Güneşin ilk ışıkları içerisinde buldunduğumuz odanın camı tahta kapaklarla kapalı olduğu hâlde küçük deliklerden içeri yavaş yavaş sızmaya başlamıştı. Dün gece kesik kesik uyumuş çoğunlukla da uyanmıştım. Prens eğer dışarı çıkarsa halvetin gerçekleşmediği ya da prensin beni yani prensesi beğenmediği gibi daha birçok dedikodu çıkacağı için dün tüm o tartışmalardan sonra bile onunla aynı odada kalmak zorunda kalmıştım. Başta o değil de odayı terk eden ben olmak istemiştim fakat aklıma annem denen kadın gelmişti. Eğer bunu öğrenirse ki prensesin prensi terk ederek odadan ayrılması elebetteki büyük bir ses getirir, dedikodu oluştururdu. Politikadan asla uzak durmayan annemin öğrenmemesi ise imkansız olurdu. Bu yüzden onu bırakıp çıkamamıştım.

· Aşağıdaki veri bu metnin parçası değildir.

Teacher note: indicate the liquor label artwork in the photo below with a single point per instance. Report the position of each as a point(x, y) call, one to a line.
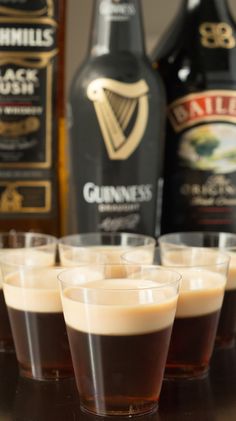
point(28, 60)
point(122, 113)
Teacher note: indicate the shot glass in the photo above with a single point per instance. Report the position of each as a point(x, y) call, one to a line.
point(225, 242)
point(204, 275)
point(34, 307)
point(101, 247)
point(119, 331)
point(44, 247)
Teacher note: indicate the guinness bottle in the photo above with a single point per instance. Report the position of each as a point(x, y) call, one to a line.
point(117, 113)
point(198, 63)
point(32, 135)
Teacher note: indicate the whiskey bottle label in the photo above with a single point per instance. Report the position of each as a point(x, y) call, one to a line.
point(28, 59)
point(206, 151)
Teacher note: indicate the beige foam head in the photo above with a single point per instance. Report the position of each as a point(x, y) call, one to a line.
point(201, 292)
point(119, 307)
point(36, 291)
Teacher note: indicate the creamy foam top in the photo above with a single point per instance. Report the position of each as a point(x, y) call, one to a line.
point(118, 313)
point(231, 282)
point(39, 291)
point(102, 254)
point(201, 292)
point(22, 256)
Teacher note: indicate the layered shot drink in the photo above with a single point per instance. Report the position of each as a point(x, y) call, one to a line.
point(204, 275)
point(34, 306)
point(21, 243)
point(119, 331)
point(226, 243)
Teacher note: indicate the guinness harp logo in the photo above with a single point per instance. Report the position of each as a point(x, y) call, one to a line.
point(122, 113)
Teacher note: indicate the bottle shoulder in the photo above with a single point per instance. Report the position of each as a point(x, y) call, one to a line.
point(127, 68)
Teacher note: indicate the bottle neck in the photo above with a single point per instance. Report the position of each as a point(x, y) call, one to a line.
point(117, 27)
point(211, 9)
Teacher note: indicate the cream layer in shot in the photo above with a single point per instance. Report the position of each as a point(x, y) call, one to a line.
point(231, 281)
point(201, 292)
point(38, 291)
point(24, 256)
point(103, 254)
point(120, 315)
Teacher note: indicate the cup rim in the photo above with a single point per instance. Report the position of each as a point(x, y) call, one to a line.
point(63, 240)
point(224, 256)
point(99, 265)
point(162, 239)
point(29, 234)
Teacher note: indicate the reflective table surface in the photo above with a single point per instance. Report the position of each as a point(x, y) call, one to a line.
point(210, 399)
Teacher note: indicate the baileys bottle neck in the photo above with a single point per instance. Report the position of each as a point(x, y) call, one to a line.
point(211, 9)
point(117, 27)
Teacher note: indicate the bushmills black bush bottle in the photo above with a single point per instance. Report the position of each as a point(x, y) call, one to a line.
point(32, 134)
point(198, 63)
point(117, 114)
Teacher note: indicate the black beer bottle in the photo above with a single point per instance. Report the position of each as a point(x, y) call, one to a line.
point(117, 113)
point(198, 63)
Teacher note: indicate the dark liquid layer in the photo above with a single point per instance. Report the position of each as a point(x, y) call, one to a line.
point(123, 372)
point(6, 341)
point(41, 344)
point(191, 345)
point(227, 323)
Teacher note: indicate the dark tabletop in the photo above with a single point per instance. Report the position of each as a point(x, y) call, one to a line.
point(209, 399)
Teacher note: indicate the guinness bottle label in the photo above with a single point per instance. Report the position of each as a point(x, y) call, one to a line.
point(122, 112)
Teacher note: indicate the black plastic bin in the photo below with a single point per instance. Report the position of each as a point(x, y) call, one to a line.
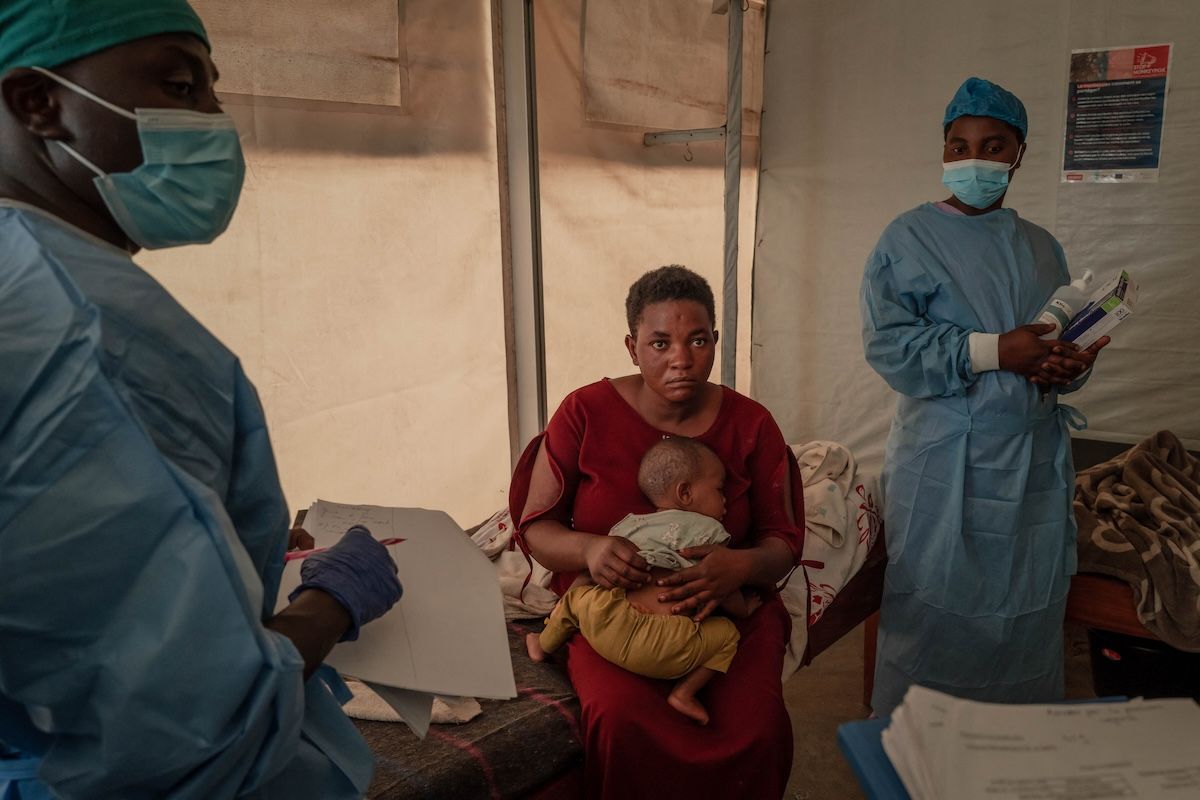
point(1137, 667)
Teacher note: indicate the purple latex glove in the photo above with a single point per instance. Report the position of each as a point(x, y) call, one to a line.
point(358, 571)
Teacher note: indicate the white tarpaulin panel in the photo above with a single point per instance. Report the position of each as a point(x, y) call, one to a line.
point(613, 208)
point(360, 283)
point(309, 49)
point(853, 138)
point(663, 64)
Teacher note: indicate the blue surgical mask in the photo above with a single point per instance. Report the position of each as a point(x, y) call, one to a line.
point(187, 186)
point(977, 181)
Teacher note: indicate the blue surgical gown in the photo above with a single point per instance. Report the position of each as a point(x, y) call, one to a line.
point(978, 475)
point(142, 539)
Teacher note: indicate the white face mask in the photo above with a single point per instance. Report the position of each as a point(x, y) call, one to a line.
point(186, 188)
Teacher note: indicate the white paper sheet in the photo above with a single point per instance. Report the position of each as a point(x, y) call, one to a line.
point(447, 635)
point(945, 747)
point(414, 708)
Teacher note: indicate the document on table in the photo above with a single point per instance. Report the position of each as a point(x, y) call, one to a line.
point(447, 635)
point(947, 749)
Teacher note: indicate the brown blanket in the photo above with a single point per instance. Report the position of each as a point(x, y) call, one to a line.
point(1139, 521)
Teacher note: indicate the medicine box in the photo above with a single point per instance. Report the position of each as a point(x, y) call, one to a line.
point(1111, 304)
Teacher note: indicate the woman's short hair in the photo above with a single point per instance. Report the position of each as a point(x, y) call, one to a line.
point(670, 462)
point(666, 283)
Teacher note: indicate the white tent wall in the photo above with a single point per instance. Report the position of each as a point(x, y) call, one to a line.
point(613, 208)
point(360, 281)
point(852, 110)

Yerimden yavaşça doğruldum ve etrafıma bakındım. Dün gece çoğunlukla uyanık olmama rağmen yerimden hareket etmemiş ve olduğum yerde uzanarak yaşadığım hayal kırıklığını, öfkeyi ve utancı sindirmeye çalışmıştım. Bu yüzden prens mahluku ne yapmıştı hiçbir fikrim yoktu. Zaten baksam bile ne düşündüğünü anlayabileceğimi sanmıyordum. Çünkü yüzü hep ifadesizdi, duygularını çok iyi gizliyordu. Üstelik hiç ses çıkarmadığı için de nerede olduğuyla ilgili bir şey de çıkaramamıştım.

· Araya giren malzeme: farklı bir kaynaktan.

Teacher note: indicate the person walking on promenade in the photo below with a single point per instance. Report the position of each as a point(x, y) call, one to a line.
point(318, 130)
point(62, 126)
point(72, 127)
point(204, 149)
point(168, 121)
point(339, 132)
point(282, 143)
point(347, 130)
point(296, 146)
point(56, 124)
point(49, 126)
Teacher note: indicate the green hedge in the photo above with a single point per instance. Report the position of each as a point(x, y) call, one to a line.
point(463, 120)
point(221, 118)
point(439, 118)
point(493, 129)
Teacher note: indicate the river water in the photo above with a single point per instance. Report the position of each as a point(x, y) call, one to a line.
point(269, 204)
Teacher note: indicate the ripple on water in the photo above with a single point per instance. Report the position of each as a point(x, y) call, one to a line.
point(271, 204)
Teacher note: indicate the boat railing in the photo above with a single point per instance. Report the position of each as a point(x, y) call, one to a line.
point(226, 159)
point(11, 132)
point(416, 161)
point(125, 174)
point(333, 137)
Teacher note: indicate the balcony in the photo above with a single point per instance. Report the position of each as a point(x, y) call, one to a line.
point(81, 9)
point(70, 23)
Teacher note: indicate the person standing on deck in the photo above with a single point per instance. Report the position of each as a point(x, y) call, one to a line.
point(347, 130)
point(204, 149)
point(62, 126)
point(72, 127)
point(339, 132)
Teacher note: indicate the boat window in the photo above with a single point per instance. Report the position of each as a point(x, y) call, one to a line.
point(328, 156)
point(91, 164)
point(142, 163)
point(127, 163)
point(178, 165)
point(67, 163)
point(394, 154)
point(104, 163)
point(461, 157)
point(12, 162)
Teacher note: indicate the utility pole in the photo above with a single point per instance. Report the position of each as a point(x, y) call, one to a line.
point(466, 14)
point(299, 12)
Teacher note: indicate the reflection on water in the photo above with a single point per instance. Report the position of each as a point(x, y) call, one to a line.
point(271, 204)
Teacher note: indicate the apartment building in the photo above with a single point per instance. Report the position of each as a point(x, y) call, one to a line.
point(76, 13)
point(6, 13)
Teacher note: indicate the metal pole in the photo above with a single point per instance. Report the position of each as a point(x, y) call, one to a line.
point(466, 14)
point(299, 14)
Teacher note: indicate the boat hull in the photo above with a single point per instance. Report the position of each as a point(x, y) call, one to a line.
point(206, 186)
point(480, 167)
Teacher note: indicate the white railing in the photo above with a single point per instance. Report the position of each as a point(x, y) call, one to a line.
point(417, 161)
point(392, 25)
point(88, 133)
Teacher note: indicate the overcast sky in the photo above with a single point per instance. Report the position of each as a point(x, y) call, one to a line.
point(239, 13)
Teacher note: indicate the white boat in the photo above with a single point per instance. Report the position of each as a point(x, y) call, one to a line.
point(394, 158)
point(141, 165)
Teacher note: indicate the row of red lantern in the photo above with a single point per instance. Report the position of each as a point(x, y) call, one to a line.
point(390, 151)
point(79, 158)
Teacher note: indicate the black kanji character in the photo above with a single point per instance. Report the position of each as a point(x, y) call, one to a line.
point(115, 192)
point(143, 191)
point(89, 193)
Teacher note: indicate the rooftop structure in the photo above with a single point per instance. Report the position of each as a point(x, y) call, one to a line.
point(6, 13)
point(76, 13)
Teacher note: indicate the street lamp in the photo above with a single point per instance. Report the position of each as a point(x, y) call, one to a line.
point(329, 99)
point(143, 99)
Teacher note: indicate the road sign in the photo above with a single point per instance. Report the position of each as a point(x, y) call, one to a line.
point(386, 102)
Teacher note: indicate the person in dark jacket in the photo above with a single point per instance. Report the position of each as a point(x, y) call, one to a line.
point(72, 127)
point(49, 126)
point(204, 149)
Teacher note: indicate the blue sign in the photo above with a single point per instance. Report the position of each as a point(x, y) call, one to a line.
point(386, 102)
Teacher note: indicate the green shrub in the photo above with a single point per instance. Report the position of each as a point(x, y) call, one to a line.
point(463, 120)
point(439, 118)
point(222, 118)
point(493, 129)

Dün tartışmamızın ardından konuştuğumuz tek şey uyuma konusuydu. "Ben yatakta yatacağım. Siz nerede yatmak isterseniz yatabilirsiniz ama benden en uzak köşede uyumanızı tavsiye ederim. Zira on adımdan fazla yakında olduğunuzu gördüğüm an sizin kim olduğunuzu umursamaz ve şiddete başvururum." Demiştim. Daha önce herhangi bir kavga girişimim olmamıştı ama o kadar öfkeliydim ki o an, onu mahvedecek gücü kendimde hissetmiştim. Benim sinirli çıkışıma karşılık bir şey söyler sanmıştım ama hayır, hiçbir şey söylememişti. Hatasının farkında mıydı yoksa uğraşmak mı istememişti, anlamamıştım.

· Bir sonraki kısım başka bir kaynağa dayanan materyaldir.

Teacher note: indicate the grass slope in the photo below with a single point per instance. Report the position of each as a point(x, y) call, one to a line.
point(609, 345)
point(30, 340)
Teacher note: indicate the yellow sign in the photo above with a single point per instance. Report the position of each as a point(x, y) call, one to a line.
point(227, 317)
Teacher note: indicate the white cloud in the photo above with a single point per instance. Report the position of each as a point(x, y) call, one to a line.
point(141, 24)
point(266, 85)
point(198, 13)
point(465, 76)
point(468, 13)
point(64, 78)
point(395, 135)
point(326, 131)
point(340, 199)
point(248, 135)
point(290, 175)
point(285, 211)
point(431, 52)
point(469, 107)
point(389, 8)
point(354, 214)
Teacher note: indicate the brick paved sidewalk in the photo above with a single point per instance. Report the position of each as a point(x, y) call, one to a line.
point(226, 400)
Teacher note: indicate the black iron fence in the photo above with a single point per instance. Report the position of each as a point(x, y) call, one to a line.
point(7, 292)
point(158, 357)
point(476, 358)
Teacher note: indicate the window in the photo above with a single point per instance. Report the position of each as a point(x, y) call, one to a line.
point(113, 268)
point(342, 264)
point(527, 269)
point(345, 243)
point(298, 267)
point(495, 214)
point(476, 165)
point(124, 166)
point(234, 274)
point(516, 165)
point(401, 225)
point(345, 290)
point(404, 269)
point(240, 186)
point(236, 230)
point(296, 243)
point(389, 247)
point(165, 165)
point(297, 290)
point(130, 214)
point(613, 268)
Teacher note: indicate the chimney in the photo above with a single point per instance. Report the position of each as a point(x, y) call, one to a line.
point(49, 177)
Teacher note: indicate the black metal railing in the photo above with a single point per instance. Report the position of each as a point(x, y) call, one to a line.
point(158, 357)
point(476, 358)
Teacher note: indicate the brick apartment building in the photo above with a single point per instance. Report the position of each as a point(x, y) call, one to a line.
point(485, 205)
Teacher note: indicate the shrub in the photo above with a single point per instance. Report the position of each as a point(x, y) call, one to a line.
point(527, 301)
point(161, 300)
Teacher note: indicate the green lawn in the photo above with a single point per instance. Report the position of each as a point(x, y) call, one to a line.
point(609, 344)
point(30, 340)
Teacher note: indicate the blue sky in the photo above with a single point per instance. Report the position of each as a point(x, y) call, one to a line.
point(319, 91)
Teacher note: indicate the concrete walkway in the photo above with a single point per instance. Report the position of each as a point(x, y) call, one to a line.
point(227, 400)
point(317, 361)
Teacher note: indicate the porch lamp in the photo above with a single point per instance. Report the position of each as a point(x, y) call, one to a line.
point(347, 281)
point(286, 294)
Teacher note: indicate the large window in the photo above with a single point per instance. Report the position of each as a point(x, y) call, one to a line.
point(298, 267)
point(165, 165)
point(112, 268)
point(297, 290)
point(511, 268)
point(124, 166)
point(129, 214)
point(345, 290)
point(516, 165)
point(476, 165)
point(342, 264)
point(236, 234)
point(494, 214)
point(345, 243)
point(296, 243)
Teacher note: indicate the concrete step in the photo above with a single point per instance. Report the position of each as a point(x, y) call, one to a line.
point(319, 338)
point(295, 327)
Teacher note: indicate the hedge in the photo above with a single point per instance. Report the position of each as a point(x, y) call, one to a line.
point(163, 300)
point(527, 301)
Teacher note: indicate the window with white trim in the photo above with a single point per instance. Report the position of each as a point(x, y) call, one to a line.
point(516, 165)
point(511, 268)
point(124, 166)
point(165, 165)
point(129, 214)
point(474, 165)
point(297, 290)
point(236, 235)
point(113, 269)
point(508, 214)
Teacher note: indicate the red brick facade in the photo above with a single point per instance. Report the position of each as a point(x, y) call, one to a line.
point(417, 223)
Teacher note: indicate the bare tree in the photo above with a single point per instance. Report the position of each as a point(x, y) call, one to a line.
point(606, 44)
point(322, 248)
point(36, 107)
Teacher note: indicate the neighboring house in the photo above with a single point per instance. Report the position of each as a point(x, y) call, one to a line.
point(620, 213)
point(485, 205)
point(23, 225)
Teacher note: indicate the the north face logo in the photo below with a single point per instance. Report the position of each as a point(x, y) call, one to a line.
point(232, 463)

Odada gözlerimi yavaşça gezdirdim. Penecere kapalı olduğu için birkaç delikten içeri sızan güneş ışınları içiriyi çok da aydınlatmamıştı. Bu yüzden içeriyi pek iyi göremiyordum. Bir süre sonra prensi dediğimi dinlemiş ve benden en uzak köşede yere kıvrılıp uyurken gördüm. Normalde olsa yerde böyle ne altında ne de üstünde hiçbir şey yokken uyurken görmüş olsaydım kendimi çok suçlu hissederdim fakat bunu hak etmişti. Bu yüzden zerre pişmanlık ve üzüntü hissetmiyordum. Aksine içimin yağları erimişti biraz olsun. Umarım soğuk almıştır da hasta olur ve beli tutulmuştur da yürüyemez, belini doğrultamaz sonra da herkes durumu yanlış anlayıp onu utandıracak şeyler söyler.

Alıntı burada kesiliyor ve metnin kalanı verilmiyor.